Step 1: template edge
Figure BDA0003764550200000065
Has a range of 140.69-143.92, and there are 5 real-time edges in the range, the detailed information of which is shown in table 3, and the three real-time edges are
Figure BDA0003764550200000066
Candidate matching real-time edge set of
Figure BDA0003764550200000067
Enter the subsequent screening process.
Figure BDA0003764550200000068
TABLE 3 template edge
Figure BDA0003764550200000069
Corresponding candidate matching real-time edge set
Figure BDA00037645502000000610
And 2, step: as shown in Table 2, the template points
Figure BDA00037645502000000611
The template edge comprises
Figure BDA00037645502000000612
The candidate matching real-time edges of the three edges are shown in table 4, and for simplification of representation, table 4 shows only the candidate matching real-time edges of part of the template edges, and the number of the candidate matching real-time edges in the actual situation is larger.
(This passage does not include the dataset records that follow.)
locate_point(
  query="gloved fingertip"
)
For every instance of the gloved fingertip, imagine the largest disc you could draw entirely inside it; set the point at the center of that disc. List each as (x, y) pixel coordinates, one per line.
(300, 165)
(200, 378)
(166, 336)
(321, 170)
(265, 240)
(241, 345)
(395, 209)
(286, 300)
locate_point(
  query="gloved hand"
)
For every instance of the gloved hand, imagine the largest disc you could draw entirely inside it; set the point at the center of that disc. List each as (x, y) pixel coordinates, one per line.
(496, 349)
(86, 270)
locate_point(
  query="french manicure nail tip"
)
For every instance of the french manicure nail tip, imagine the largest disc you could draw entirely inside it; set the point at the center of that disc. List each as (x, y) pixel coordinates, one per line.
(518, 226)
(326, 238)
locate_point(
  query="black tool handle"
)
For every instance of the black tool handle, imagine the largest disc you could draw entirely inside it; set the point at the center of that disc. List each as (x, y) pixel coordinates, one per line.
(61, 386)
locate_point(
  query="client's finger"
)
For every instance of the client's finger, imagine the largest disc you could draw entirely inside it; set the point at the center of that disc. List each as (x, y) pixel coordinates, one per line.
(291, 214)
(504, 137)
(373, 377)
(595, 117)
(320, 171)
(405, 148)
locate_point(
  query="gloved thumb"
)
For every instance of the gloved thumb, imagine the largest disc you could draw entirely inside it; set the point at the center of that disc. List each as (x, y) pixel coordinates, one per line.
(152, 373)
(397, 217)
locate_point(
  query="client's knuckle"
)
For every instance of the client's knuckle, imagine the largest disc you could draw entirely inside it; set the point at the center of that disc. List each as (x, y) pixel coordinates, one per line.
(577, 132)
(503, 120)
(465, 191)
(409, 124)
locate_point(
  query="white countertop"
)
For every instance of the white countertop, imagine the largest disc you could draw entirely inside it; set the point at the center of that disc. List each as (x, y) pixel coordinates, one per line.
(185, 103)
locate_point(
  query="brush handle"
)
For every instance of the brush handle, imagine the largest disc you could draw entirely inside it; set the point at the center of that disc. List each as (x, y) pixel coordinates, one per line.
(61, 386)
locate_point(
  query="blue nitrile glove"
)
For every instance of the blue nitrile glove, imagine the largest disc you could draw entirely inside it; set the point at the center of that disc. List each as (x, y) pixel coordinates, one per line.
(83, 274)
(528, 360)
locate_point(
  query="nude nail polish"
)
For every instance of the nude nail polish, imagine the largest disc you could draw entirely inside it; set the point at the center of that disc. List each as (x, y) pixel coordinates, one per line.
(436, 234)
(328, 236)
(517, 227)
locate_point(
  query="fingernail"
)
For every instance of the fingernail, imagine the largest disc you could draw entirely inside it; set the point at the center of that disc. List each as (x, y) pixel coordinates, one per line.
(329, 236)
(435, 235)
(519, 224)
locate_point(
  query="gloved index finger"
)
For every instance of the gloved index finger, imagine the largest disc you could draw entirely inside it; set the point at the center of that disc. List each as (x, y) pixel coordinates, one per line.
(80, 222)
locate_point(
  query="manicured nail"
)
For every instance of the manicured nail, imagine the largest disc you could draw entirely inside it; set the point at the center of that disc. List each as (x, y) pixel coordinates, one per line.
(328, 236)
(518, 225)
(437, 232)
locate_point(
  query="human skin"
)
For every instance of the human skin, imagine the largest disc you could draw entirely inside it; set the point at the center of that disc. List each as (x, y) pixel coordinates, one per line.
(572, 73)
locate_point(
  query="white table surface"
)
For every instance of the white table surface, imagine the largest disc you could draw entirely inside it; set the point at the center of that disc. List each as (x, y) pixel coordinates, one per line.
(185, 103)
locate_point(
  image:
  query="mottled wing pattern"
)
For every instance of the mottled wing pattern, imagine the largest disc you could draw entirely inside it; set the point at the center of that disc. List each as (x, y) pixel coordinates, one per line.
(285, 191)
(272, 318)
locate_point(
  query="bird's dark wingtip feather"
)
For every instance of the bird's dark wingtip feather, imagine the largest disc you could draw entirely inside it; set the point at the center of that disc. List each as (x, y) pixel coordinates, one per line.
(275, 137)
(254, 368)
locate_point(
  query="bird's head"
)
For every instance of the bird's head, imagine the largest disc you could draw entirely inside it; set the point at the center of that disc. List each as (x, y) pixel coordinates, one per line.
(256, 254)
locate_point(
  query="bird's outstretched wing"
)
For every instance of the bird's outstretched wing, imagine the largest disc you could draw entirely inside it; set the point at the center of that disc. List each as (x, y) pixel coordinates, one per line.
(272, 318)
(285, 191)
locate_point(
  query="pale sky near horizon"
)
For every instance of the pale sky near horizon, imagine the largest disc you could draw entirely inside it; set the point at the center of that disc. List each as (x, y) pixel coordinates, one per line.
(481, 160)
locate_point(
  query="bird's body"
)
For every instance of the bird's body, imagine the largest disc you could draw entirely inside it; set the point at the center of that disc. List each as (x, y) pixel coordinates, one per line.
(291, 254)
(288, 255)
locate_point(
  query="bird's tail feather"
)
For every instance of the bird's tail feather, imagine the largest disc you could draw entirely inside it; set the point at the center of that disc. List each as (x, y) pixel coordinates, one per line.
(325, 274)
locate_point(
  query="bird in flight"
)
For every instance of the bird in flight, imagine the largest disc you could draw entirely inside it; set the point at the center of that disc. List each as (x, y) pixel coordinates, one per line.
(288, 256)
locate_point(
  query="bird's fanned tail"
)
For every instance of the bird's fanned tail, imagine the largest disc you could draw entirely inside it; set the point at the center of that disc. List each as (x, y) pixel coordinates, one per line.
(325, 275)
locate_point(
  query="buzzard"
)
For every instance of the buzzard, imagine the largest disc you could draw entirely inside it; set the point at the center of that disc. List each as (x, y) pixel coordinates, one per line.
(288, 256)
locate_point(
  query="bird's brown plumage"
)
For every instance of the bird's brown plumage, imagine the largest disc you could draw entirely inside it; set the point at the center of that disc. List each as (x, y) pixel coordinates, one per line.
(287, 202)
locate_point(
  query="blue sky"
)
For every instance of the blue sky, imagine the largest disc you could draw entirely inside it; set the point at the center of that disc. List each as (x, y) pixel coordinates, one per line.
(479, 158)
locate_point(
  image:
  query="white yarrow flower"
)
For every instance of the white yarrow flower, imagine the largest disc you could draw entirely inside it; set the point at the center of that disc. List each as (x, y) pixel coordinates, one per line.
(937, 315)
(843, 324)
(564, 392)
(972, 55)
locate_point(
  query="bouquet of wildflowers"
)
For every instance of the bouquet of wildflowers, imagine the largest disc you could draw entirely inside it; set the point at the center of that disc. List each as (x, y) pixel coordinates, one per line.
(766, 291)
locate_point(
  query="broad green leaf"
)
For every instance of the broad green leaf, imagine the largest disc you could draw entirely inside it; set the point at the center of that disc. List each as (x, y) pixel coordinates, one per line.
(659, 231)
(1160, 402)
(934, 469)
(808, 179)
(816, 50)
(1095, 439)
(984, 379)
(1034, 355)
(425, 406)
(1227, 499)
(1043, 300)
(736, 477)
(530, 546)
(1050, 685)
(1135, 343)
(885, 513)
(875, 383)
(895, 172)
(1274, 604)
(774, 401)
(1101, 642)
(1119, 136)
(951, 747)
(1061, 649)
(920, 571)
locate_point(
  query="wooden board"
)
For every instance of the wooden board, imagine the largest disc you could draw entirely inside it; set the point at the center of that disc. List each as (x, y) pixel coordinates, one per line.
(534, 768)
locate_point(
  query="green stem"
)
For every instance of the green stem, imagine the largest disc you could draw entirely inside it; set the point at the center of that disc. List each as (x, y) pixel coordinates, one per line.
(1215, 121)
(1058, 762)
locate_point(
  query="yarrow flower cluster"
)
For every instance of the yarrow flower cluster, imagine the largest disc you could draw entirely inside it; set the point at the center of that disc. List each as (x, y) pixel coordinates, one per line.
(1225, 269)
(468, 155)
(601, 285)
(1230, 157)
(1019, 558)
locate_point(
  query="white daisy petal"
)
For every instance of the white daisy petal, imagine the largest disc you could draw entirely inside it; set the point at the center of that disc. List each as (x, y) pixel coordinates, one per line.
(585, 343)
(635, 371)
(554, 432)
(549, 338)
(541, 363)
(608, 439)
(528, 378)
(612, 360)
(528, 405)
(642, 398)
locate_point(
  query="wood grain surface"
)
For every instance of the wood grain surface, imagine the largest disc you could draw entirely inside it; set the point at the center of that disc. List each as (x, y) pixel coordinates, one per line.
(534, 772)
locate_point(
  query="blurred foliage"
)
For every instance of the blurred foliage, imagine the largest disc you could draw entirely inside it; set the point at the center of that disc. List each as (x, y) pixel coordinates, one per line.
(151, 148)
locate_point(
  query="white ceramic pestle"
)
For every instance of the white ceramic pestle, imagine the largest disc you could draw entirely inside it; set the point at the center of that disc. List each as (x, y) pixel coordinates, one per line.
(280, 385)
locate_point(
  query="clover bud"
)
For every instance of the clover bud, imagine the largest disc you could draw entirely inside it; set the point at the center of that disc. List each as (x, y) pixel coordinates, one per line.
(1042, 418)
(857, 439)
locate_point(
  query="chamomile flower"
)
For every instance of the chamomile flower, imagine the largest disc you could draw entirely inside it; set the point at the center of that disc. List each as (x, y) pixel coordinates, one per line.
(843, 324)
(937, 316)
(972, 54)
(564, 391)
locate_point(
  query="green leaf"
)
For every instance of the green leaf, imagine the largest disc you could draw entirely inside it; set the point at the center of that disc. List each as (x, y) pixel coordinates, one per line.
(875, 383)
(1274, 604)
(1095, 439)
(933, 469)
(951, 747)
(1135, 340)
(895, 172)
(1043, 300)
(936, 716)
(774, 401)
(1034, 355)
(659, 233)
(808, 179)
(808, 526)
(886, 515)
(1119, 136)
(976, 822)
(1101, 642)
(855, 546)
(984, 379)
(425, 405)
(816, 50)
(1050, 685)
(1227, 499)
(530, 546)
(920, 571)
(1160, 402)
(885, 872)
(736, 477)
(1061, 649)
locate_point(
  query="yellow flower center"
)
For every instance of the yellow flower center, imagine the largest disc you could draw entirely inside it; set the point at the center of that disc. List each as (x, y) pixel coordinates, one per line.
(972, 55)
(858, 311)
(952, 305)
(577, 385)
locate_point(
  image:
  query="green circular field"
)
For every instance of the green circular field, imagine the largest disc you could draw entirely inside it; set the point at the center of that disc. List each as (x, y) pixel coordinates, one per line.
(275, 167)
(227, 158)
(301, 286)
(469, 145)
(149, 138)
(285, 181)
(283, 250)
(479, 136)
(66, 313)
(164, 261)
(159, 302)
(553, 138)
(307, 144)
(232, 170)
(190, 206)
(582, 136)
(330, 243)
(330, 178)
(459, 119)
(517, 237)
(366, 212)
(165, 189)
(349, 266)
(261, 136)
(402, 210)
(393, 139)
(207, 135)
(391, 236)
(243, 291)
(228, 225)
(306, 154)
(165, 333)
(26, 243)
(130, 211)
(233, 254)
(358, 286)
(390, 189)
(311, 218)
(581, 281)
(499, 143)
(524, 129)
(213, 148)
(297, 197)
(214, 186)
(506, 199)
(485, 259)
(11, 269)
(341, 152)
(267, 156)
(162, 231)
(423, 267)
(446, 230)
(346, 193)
Due to three template edges
Figure BDA00037645502000000613
There is a common endpoint
Figure BDA00037645502000000614
Therefore, if three template edges can be successfully identified, more than one common end points must exist in the three real-time edges matched with the template edges, and the common end points are template points
Figure BDA00037645502000000615
And adding these points to the real-time points of the candidate match
Figure BDA00037645502000000616
FIG. 2 shows screening of template spots
Figure BDA00037645502000000617
The set 1 contains real-time points representing template edges
Figure BDA0003764550200000071
All candidates of (2) match the end points of the real-time edge, set 2 represents
Figure BDA0003764550200000072
All candidates of (3) match the end points of the real-time edge, set 3 representing
Figure BDA0003764550200000073
All candidates of (2) match the end points of the real-time edge, see that only
Figure BDA0003764550200000074
Is the intersection of these three sets, i.e. exists and only
Figure BDA0003764550200000075
Matching real-time edges by candidates of three template edges
Figure BDA0003764550200000076
Shared (note that in practice it is the case that
Figure BDA0003764550200000077
The real time points of the candidate matching are shown in table 6, and only the results are shown here for convenience of explanation
Figure BDA0003764550200000078
The screening process) of (a), thus the real time point
Figure BDA0003764550200000079
Is confirmed as a template point
Figure BDA00037645502000000710
The candidate matching real time point of (2). Confirming the real time point
Figure BDA00037645502000000711
Is composed of
Figure BDA00037645502000000712
While the candidate matching real time point is being obtained, the updating can be continued
Figure BDA00037645502000000714
And the candidate matching real-time points of the other three template points on the three template sides.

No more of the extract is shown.